Dec. 2nd, 2013

damselfish: photo by rling (Default)

76,388 words at the close of NaNoWriMo, the first time I've ever reached 50k. More amazingly, I wrote the big climax on Saturday and today I did the denouement, so all that's left are the gaping holes I left behind. The great big battle, the plot threads all meeting up, everything unravelling and then tied back together. That's an entire novel in a month, pretty much. And that's with no outline and relatively little idea of what I wanted to do, just a little 2k ficlet I scribbled out at the end of October. I'm pleased enough with the story, it remains to be seen if I like how it unfolded. Mostly I'm surprised and delighted that, without planning, it grew organically into something I like so much. I've always been a pantser but this is the first time I dove quite so enthusiastically into something with no ideas except for what popped up as I went along.

I'm sure that lacking any conceivable plan would have been more complicated if I weren't writing a fairy tale retelling, and no matter how far it strayed from its roots I still had the basic plot to guide me along. Boy did this story mosey way, way off the beaten path.

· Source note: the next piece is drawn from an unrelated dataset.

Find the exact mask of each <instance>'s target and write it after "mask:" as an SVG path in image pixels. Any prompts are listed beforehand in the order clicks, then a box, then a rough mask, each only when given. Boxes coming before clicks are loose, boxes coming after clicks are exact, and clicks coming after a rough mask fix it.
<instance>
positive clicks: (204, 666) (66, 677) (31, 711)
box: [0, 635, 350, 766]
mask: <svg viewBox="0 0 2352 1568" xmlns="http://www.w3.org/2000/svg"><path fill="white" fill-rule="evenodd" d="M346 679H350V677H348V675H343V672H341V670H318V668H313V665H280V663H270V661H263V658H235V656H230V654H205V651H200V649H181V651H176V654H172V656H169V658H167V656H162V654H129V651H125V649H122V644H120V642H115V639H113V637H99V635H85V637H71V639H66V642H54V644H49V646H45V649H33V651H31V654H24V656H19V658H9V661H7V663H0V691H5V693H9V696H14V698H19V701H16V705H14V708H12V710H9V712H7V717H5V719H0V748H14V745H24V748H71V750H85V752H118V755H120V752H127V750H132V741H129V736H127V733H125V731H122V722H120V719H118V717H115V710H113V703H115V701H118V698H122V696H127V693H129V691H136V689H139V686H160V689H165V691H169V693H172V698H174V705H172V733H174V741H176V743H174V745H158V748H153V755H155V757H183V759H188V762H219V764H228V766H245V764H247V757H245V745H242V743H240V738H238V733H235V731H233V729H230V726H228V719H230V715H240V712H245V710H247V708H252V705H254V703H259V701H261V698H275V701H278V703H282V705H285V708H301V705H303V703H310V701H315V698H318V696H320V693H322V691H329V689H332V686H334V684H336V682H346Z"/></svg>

It became less about a girl spinning shirts from nettles and more about realizing she's a foreigner from fairy-land and what it's like to have a god/fairy for a mother who wasn't so good at being human as an excitable eight-year-old remembers. Also coming to grips with just how much her brothers sheltered her--or didn't.

I went into this with no ideas other than:
1. Somebody's gotta punch the king (check!)
2. More sibling interaction (oh yeah!)

Everything else basically unfolded from a few other questions I had about Wild Swans/Six Swans:
1. Why do they change back into men at night? Are they some kinda magical night people?
2. What does it do to your mental health to have animal helpers?
3. What kind of person overwhelms magical toads and turns them into poppies by passive acts of goodness?
4. ...How did that person end up being the wild child I wrote?

Who knows how much of that will stay if I ever revisit this. The fairy thing popped up as a random idea, and amoeba-like, it absorbed the rest of the story into a fun-to-write snowball. Then there was the realization that there are more men in this cast than in any other thing I've written (four main female characters versus ten main male), which should feel weirder than it does.

The story started off with my quirky, cynically whimsical fairy tale voice, but as the manuscript went on I can feel it devolving into my "regular" voice. The story's definitely poised between a light-hearted skimming over a dark story, or a story with some real wildness to it, and I'm not entirely sure which side it's going to fall on but either way it's going to need a crapton of editing. This also brought a bunch of my writerly insecurities to the surface--anything from form to characterization to grasping human experience and frankly I didn't expect this project to be the one that made me go "oh god! I can't write XYZ and I never will because it's outside my ability to comprehend!"

Or maybe on the re-read I'll see that it's still pretty good. Reading first drafts is always a harrowing experience, a mixture of the affection and seething hatred you feel when a particularly dumb pet does something cute and then follows it up by shitting in your favorite shoes.

I like this system of just tossing out the whole draft in a month, I've never churned out anything so fast before. I'd definitely consider doing this again, though I don't know how replicable it is. Looking back for nano, I averaged about 2,500 words a day--more by steadily sticking to a 2,000 to 3,000 word range than having huge writing sprees. I had a few here and there (broke 4k four times over the month) but it seems that even when I give myself all day to write, I only manage to knock out about 2,500 words before my energy peters out. I would have liked to do more, but it seems like I can't be an all day writer at the moment, so this is good enough. I'm pleased I got as much done as I did, particularly since I circled the drain for about five days or so with no idea where to go or what to do and writing 500 to 1,000 words/day in little bits here and there. A problem I solved with a monster attack that not only got me over the hump that was stalling me, but also dragged almost all the plot threads into position for tying up. When in doubt, add more monsters.

Now... the question is going to be what in the world I hit up next, because for the most part writing at this pace pushed out my desire to do anything else, except a few spurts here and there for Stormwright that assured me I don't hate it nearly as much as I thought I did.